Ma la via della redenzione è sempre dietro l'angolo: qualche mese fa, sia lodato Faccialibro, ridendo e scherzando Apollo e io ci troviamo destinatari di due biglietti dell'HJF per il concerto dei Pearl Jam, per gentile concessione della zia Cate. Dopo aver contato i giorni, dopo aver pregato anche in turco perché il tempo fosse clemente e la serata non si concludesse come quella dei Green Day, posso dire che ce l'abbiamo fatta.
La pioggia ci ha colti mentre eravamo ancora in auto: in coda verso la destinazione, ci divertivamo a guardare le auto vicine cariche di altri compagni di festival. Prossimi al Parco San Giuliano, sentivamo già gli Skunk all'opera - e che nervi sapere che ce li stavamo perdendo!
Arrivati al parco, cerchiamo un varco nella folla per conquistare una posizione da cui fosse visibile il palco e uno schermo: altra nota di demerito, di solito ai concerti ci sono *mega*schermi, ai lati del palco. Ieri c'erano due *mini*schermi, pure in basso, per cui non si vedeva né il palco né lo schermo: e la regia? No, dico, le riprese dovrebbero servire per quegli sfigati che non riescono a vedere il palco, e loro che fanno? Inquadrano il pubblico. Mi pare giusto.
Dopo gli Skunk è stato il turno di Ben Harper, che non mi ha fatto né cado né freddo: verso la fine del suo concerto ha chiamato "un mio e un vostro amico", e ha duettato con Eddie Vedder sulle note di Underpressure. Delirio.
La mezz'ora abbondante di pausa è stata eterna, e le due ore di concerto anche troppo brevi: mi sono pentita di non essermi fatta una cultura dei Pearl Jam in preparazione dell'evento. Quanto avrei voluto conoscere almeno qualche ritornello e cantare a squarciagola con gli altri! Certo mi sono scatenata, ho ballato (io che ai concerti non muovo un muscolo), ho applaudito e urlato. Sono stata prossima all'omicidio della tizia dietro di me, che si esibiva in assoli stonati a squarciagola: se Eddie Vedder è sul palco e lei tra il pubblico, un motivo c'è, no?
"Vogliamo suonare, per due motivi: primo motivo, abbiamo tante canzoni. Secondo motivo, il mio italiano fa schifo."
"Per noi l’Italia era come la luna, una cosa da sognare, adesso ci siamo saliti sopra"

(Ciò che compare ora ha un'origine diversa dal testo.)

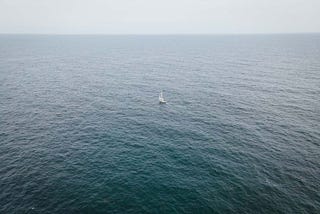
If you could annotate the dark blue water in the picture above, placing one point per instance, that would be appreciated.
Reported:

"E dov'è Ben Harper quando hai bisogno di lui?"
Con una bozza di rosso ricaricata tre volte, Eddie si è guadagnato la cittadinanza vicentina onoraria: "noi vicentini/ siamo dei gran bevitori/ beviamo in casa/ beviamo fuori/ e a tutti quanti/ noi daremo del vin/ e anche stasera/ torneremo insachetà!"
Anche Ben si merita una menzione d'onore: tranquillo nel suo angolo a suonare, si è ritrovato con la suddetta bozza di rosso in gola, alla "batti co' basta" (gioco che prevede che il malcapitato di turno si piazzi su una sedia e un amico gli versi in gola dell'alcol a canna: quando il primo non regge più, batte la mano al versatore, che dovrebbe interrompere l'operazione).
In questa cronaca manca la musica: non ho parole per descriverla, davvero. Coinvolgente, forte, da brividi. Indimenticabile.
Il gran finale è stato così grande che non poteva esserci alcun bis: Keep on Rockin' In The Free World, e tutto il resto è gloria.
1 responsi:
"Stregata dai vapori terrestri e mangiatrice di foglie d'alloro": sicura che fossero di alloro?